One blast ripped into a vehicle, killing Cpl. Michael Palacio on March 29 and wounding two of his fellow Marines. Palacio, 23, was assigned to Headquarters Battalion, 3rd Marine Division, according to the Pentagon.

“They lived on that road,” Broadmeadow said. “There was no [patrol base] or anything else while they were building it, and they were out there for a month in about as austere conditions as you can think.”

The push to send equipment home has taken on an increased emphasis, however. First Marine Division (Fwd.) must stay focused on combat operations, so the Corps is working to get ahead of the game before units come off the battlefield by sending teams of Marines to infantry units to examine their equipment, Broadmeadow said.

The Corps also sent a separate 600-man team known as the “R4OG” to Afghanistan this spring to prepare gear to be sent home. The acronym stands for Retrograde and Redeployment in support of Reset and Reconstitution Operational Group. It’s commanded by Col. James Clark, a veteran logistician who commands Combat Logistics Regiment 17, out of Camp Pendleton.

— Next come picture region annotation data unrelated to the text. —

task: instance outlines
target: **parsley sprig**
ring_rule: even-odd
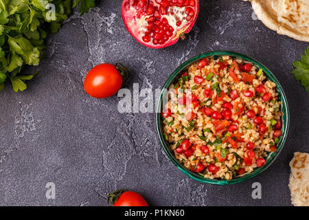
[[[301,60],[295,61],[293,64],[296,69],[292,70],[292,74],[309,92],[309,46],[305,50],[305,55],[301,56]]]

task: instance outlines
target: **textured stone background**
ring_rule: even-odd
[[[80,18],[73,14],[49,38],[41,70],[28,89],[0,94],[0,205],[105,206],[117,188],[143,195],[153,206],[290,206],[288,162],[308,152],[309,94],[295,80],[292,62],[308,43],[277,35],[253,19],[248,2],[202,0],[193,30],[183,42],[154,50],[135,41],[124,28],[122,1],[102,0]],[[253,16],[254,18],[254,16]],[[182,62],[203,52],[233,50],[273,72],[290,109],[286,146],[258,177],[228,186],[200,184],[179,170],[159,144],[154,113],[119,113],[119,98],[96,100],[83,91],[95,65],[121,61],[133,71],[126,87],[161,88]],[[10,87],[8,85],[8,87]],[[46,183],[56,199],[45,197]],[[251,184],[262,186],[253,199]]]

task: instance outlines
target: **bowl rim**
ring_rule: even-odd
[[[231,56],[236,58],[240,58],[244,61],[247,61],[249,63],[251,63],[255,66],[258,67],[260,69],[263,69],[263,72],[264,74],[267,76],[268,79],[270,79],[271,81],[274,82],[277,85],[277,90],[279,94],[279,98],[280,101],[282,102],[282,120],[283,122],[282,123],[282,133],[283,135],[280,137],[279,142],[278,144],[277,145],[277,151],[275,152],[273,152],[268,154],[267,157],[266,163],[264,166],[262,167],[255,168],[254,170],[249,173],[245,173],[242,175],[238,176],[236,178],[233,178],[230,180],[224,180],[224,179],[207,179],[205,178],[204,177],[202,177],[201,175],[198,175],[188,169],[187,169],[185,167],[184,167],[183,165],[182,165],[180,162],[178,162],[178,160],[174,158],[174,155],[171,153],[171,152],[169,150],[168,145],[165,143],[163,132],[161,129],[161,105],[162,105],[162,96],[163,94],[164,89],[168,88],[170,85],[173,82],[173,80],[177,77],[179,74],[182,72],[183,70],[185,70],[188,66],[194,63],[194,62],[196,62],[198,60],[201,60],[204,58],[209,57],[209,56]],[[282,89],[282,86],[279,82],[277,78],[275,76],[275,75],[261,62],[251,58],[250,56],[248,56],[247,55],[242,54],[241,53],[236,52],[231,52],[231,51],[225,51],[225,50],[221,50],[221,51],[212,51],[212,52],[204,52],[202,54],[200,54],[198,55],[196,55],[188,60],[187,60],[185,62],[183,62],[181,65],[180,65],[170,75],[170,76],[166,80],[165,82],[163,85],[163,88],[161,89],[161,91],[160,92],[158,101],[157,103],[157,108],[156,108],[156,124],[157,124],[157,132],[159,135],[159,138],[160,140],[160,142],[164,149],[164,151],[165,152],[168,157],[170,158],[170,160],[173,162],[173,164],[179,168],[180,169],[183,173],[187,175],[187,176],[190,177],[191,178],[194,179],[194,180],[196,180],[201,183],[206,183],[206,184],[216,184],[216,185],[229,185],[229,184],[233,184],[236,183],[240,183],[245,180],[248,180],[249,179],[251,179],[254,177],[255,176],[258,175],[258,174],[261,173],[264,170],[266,170],[277,159],[279,154],[282,151],[284,144],[286,141],[286,138],[288,133],[288,129],[290,126],[290,110],[288,108],[288,100],[286,98],[286,96],[284,93],[284,91]]]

Clark told Marine Corps Times in April that his group was focusing on items that are typically repaired by Marine expeditionary forces.

“A lot of radios, some ordnance items, and other odds and ends,” he said. “We’ll receive those from units that are off-ramping from Afghanistan, or excess supplies they may have. We’ll pack them, and then we’ll be responsible for doing all the systems stuff to make sure they go to whatever MEF happens to be on the tab to receive those items.”